You could, however, put one of the remaining two explore faces back into your cup to change the last one to a settle face, thus giving yourself two settle actions in that phase (because you used one explore face to activate the settle phase and you added another action by changing the last explore to settle).
Or, with three explore faces, you could activate the explore phase and place the other two in the same phase, thus giving yourself three explore actions in that phase.
Between this and Imperial Settlers, RftG's days are numbered. Their weak sauce expansions didn't help either. (Disclosure: I own RftG and like the game, as well as it's first 2 expansions. But it is a bear to teach and the theme and art don't typically inspire so it rarely sees the table.)
Never! Let me expand on that: NEVAR! ;-)
You roll behind a screen ?!!
YOU ROLL BEHIND A SCREEN ?!!
BAAAAAAAAAAAAAAAAD design !
This mechanic really bugs me too. Seems like bad game design.
Two words - Love Letter. Whole game based on trust. Not necessarily a bad design...
Templar-kun True, but it is easy to figure out if someone is cheating in Love Letter.

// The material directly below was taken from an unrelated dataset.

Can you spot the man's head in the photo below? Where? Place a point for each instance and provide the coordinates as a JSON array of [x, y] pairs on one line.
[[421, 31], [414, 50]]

Exactly. In Love letter it is quite possible to deduce if somebody was lying, and bust them for cheating. The info is all there.
The same goes for something like Keyflower, where somebody could easily try to cheat by grabbing a few extra meeples from the bag and placing them behind their screen. However, with a little effort, you could backtrack the game and prove that he or she is actually a filthy cheater.
In Roll for the galaxy, this is technically impossible. As a result, it would be practically impossible to play Roll for the galaxy in a tournament setting, for example.
If you are playing with people that cheat, you need new friends. Seriously, it's just a game, why cheat?
Another automatic buy. Sigh...
I'll never not find the slow-motion game-piece drops to be annoying as hell.